Last year, EFT-1 culminated with a splashdown in the Pacific Ocean and a recovery by the USS Anchorage (LPD-23), a U.S. Navy vessel. AmericaSpace highlighted the EFT-1 Orion recovery in an article by Emily Carney. In her article, Carney noted “the USNS Salvor (a rescue and salvage ship) along with NASA’s drone Ikhana (and several U.S. Navy planes and helicopters) also aided in the recovery.”
According to NASA, flooding the well deck of the ship will allow the spacecraft to be towed inside. Once inside, the well deck will then be drained to let Orion sit on a stable surface. Using this method, the crew will be able to exit Orion and directly move onto the hard platform.
In a worst-case scenario without rescue personnel a crew could stay aboard Orion for up to 24 hours after splashdown. The spacecraft is equipped with a raft and emergency supplies including water, tools, and signaling mirrors. Astronauts will have the ability to exit the spacecraft on their own if they need to leave it immediately. Tests on how well crew members can leave the spacecraft and get into a raft by themselves (without the help of recovery personnel) were also being evaluated.
Also critical for astronaut safety and mission success are two major subsystems developed by Aerojet Rocketdyne- the crew module reaction control system (RCS) and the jettison motor. Aerojet announced the completion of the critical design review (CDR) for these two on Oct. 9. The company can now move forward with manufacturing the hardware for installation into Orion for EM-1 in 2018.
“Astronaut safety is paramount and the jettison motor and the crew module reaction control system will ensure the crew begins their mission into deep space and lands at the completion without harm,” said Julie Van Kleeck, vice president of Aerojet Rocketdyne’s Advanced Space and Launch Programs business unit.
The jettison motor aboard Orion is a solid rocket motor that removes the launch abort system from the spacecraft five seconds after fairing separation. It also serves a “double duty” if a problem occurs. In the event of an emergency, the jettison motor is one of three solid rocket motors on Orion’s launch abort system that will immediately jerk the capsule away from the rocket.

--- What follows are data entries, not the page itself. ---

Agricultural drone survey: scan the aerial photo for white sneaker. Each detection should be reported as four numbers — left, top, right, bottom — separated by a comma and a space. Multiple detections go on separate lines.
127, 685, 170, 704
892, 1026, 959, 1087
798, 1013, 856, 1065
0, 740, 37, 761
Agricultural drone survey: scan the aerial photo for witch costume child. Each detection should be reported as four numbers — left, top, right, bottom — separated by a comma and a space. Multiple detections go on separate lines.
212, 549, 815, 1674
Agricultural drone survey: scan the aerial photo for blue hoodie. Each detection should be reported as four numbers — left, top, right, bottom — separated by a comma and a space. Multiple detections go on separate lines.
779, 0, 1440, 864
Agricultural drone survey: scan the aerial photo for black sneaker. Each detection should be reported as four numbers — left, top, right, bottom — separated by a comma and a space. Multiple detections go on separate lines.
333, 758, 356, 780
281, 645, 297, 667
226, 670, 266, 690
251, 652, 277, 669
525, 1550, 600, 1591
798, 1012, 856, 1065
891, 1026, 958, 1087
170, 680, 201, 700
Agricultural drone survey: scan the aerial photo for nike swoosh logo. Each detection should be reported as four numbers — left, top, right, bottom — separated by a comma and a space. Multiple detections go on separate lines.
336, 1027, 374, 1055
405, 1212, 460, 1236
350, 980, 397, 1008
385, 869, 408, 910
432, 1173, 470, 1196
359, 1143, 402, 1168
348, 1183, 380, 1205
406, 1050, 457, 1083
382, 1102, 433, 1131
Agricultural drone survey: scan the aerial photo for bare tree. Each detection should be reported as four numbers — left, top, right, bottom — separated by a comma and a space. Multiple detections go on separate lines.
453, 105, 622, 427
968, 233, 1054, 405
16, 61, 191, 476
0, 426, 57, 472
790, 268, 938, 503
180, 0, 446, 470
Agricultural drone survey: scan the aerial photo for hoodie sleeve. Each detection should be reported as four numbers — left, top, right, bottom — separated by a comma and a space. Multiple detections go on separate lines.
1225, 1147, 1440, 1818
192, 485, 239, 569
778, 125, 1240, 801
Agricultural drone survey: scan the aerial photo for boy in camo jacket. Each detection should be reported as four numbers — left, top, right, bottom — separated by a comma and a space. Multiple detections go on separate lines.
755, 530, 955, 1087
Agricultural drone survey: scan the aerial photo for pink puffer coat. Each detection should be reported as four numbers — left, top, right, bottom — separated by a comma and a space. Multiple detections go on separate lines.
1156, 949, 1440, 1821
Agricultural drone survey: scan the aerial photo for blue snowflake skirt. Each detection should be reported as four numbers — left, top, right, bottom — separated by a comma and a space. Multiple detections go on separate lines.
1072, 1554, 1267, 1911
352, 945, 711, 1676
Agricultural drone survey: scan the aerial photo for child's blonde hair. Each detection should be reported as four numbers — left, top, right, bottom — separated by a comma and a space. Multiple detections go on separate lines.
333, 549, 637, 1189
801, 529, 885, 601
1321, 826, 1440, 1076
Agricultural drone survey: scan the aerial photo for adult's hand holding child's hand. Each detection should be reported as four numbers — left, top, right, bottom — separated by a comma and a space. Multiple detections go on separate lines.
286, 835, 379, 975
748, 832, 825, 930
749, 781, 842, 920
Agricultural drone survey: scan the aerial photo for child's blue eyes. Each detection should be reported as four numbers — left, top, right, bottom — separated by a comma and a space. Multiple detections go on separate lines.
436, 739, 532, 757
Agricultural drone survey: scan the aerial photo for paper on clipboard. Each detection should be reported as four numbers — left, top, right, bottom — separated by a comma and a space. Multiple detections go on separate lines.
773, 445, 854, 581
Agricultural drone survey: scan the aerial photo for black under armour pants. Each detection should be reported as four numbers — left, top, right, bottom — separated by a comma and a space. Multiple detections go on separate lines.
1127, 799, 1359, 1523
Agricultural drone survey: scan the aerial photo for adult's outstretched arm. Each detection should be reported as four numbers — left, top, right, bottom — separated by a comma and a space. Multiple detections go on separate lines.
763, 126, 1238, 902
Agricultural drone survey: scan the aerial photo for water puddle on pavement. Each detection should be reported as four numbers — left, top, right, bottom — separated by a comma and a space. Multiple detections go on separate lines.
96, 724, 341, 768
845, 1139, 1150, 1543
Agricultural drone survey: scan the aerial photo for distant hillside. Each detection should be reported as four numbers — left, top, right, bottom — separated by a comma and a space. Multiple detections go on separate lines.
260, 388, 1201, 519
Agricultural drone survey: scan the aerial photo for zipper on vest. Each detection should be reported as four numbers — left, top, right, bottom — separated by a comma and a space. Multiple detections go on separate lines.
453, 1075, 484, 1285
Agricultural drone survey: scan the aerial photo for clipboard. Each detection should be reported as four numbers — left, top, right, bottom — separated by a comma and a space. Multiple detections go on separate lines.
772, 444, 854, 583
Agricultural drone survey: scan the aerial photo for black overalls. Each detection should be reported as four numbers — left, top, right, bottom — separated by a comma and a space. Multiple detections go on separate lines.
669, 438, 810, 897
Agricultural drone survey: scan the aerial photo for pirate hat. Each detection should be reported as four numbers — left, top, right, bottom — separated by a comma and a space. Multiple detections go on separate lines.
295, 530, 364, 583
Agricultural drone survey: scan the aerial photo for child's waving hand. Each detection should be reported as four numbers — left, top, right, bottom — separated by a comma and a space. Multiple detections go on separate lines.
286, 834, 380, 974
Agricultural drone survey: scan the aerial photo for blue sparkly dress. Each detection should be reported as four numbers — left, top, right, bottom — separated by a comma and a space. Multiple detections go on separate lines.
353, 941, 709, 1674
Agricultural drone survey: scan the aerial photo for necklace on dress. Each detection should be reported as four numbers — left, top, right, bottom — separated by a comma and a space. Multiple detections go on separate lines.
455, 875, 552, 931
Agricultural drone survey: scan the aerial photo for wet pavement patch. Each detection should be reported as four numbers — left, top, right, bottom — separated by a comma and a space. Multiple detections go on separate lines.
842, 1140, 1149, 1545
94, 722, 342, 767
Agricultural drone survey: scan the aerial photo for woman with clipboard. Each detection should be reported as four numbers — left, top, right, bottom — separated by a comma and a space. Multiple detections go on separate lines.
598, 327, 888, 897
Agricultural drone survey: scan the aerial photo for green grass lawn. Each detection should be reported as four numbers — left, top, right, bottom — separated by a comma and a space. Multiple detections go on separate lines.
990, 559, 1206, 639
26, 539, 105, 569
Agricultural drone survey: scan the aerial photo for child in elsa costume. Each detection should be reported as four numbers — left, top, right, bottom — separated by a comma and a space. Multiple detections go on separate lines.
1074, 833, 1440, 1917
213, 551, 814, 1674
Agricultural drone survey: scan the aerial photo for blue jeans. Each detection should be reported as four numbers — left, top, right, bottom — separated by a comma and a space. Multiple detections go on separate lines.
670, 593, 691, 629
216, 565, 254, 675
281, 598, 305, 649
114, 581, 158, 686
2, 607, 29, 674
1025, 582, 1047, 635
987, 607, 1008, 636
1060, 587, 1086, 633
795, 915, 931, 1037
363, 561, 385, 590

After separation from the service module, course control authority can only be provided by the RCS on the crew module. The RCS makes certain that the heat shield is oriented properly, the crew module is stable underneath the parachutes and that the capsule is oriented correctly for splashdown. The RCS went through a redesign in October 2013 and was confirmed to work successfully after EFT-1; however, the company will be delivering a significantly enhanced version of the RCS system flown on EFT-1 to Lockheed sometime next year. Some of the design changes, as noted by Aeroject Rocketdyne, include: “increasing the structural capability to withstand more severe aero-thermal environments during re-entry of the crew module into Earth’s atmosphere; and reducing overall mass of the system.” Besides verifying the new design, the successful CDR on EFT-1 also verified and confirmed the use of manufacturing technology in the construction of engine components.
“Successful critical design reviews for the jettison motor and the crew module reaction system represent the culmination of several years of disciplined engineering and development work that required perseverance and dedication to meet the level of rigor necessary for human space flight programs,” said Van Kleeck. “Sending humans beyond deep space is becoming increasingly closer as progress on Orion and the Space Launch System (SLS) continues for the 2018 launch.”
The next flight of Orion will be an uncrewed mission sometime in 2018. The first crewed mission of Orion is expected to take flight no earlier than 2023. Though NASA isn’t expected to be flying humans aboard Orion for at least another eight years, the agency and their contracting partners are working tirelessly to prepare for the next era of human spaceflight.